Table of Contents
Introduction
Setting up a proper Python development environment is crucial for productivity and successful data science work. Whether you're a beginner writing your first script or an experienced developer managing complex machine learning projects, choosing the right IDE and configuring it properly can make all the difference.
In this comprehensive guide, we'll walk through setting up Python and Jupyter notebooks across four popular development environments: Visual Studio Code, PyCharm, Jupyter Lab, and Google Colab. Each platform has its strengths, and by the end of this article, you'll know how to leverage each one effectively.
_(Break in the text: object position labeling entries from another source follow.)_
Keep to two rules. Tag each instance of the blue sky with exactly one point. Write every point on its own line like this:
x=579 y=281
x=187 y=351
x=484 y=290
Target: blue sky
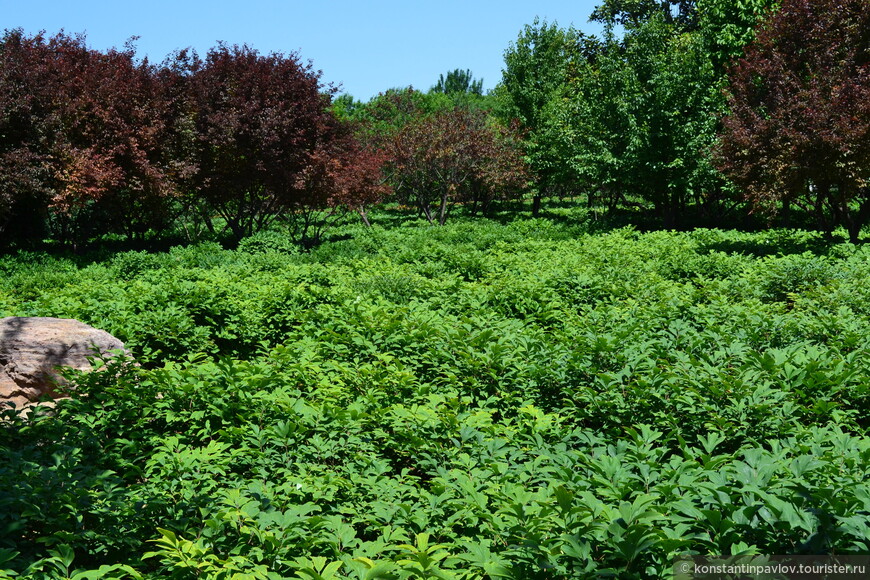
x=368 y=47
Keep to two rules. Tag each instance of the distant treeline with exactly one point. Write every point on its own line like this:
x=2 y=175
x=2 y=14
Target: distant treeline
x=689 y=110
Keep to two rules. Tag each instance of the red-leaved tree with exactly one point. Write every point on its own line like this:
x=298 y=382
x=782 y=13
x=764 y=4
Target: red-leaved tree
x=267 y=144
x=83 y=133
x=453 y=156
x=799 y=127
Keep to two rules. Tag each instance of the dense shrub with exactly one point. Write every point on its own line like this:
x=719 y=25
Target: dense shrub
x=502 y=401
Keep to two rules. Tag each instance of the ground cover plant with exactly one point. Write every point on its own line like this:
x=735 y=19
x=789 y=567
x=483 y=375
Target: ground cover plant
x=528 y=399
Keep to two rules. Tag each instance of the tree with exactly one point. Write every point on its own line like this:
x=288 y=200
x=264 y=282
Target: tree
x=728 y=26
x=634 y=13
x=82 y=134
x=263 y=131
x=452 y=156
x=458 y=81
x=538 y=69
x=798 y=130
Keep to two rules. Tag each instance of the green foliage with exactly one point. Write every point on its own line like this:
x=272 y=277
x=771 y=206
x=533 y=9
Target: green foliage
x=480 y=400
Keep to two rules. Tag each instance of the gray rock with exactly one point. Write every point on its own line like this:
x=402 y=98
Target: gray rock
x=31 y=350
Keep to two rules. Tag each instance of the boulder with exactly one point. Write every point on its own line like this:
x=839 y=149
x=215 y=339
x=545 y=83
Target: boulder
x=32 y=349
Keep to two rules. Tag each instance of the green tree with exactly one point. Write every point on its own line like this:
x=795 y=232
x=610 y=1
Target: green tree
x=458 y=81
x=538 y=70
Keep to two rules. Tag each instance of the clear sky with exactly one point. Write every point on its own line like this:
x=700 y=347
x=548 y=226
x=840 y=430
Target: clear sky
x=367 y=47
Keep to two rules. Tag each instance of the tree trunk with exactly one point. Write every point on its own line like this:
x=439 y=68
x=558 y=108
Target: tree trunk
x=364 y=215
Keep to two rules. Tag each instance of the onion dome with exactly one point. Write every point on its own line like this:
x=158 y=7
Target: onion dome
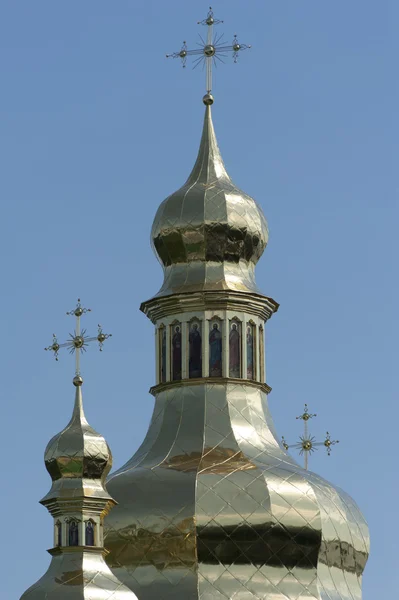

Key Takeaway: Having multiple development environments configured allows you to choose the best tool for each task—VS Code for general development, PyCharm for large projects, Jupyter for exploratory analysis, and Colab for cloud-based ML experimentation.
Installing Python
Before configuring any IDE, you need Python installed on your system. The recommended approach is to use Python 3.10 or later for compatibility with modern libraries.
Windows Installation
Download Python from the official website and ensure you check "Add Python to PATH" during installation:
# Verify installation
python --version
pip --version
macOS Installation
Use Homebrew for the cleanest installation:
# Install Homebrew (if not already installed)
/bin/bash -c "$(curl -fsSL https://raw.githubusercontent.com/Homebrew/install/HEAD/install.sh)"
# Install Python
brew install python@3.11
# Verify installation
python3 --version
pip3 --version
Linux Installation
Most distributions come with Python pre-installed. Update to the latest version:
# Ubuntu/Debian
sudo apt update
sudo apt install python3.11 python3-pip
# Fedora
sudo dnf install python3.11 python3-pip
# Verify installation
python3 --version
pip3 --version
Understanding Virtual Environments
Virtual environments are isolated Python installations that prevent package conflicts between projects. They're essential for professional development and reproducible data science workflows.
Creating Virtual Environments with venv
# Create a new virtual environment
python -m venv myproject_env
# Activate on Windows
myproject_env\Scripts\activate
# Activate on macOS/Linux
source myproject_env/bin/activate
# Install packages in the isolated environment
pip install numpy pandas matplotlib jupyter
# Deactivate when done
deactivate
Using Conda for Environment Management
Conda is particularly popular in data science for managing both Python packages and system dependencies:
# Install Miniconda (lightweight version)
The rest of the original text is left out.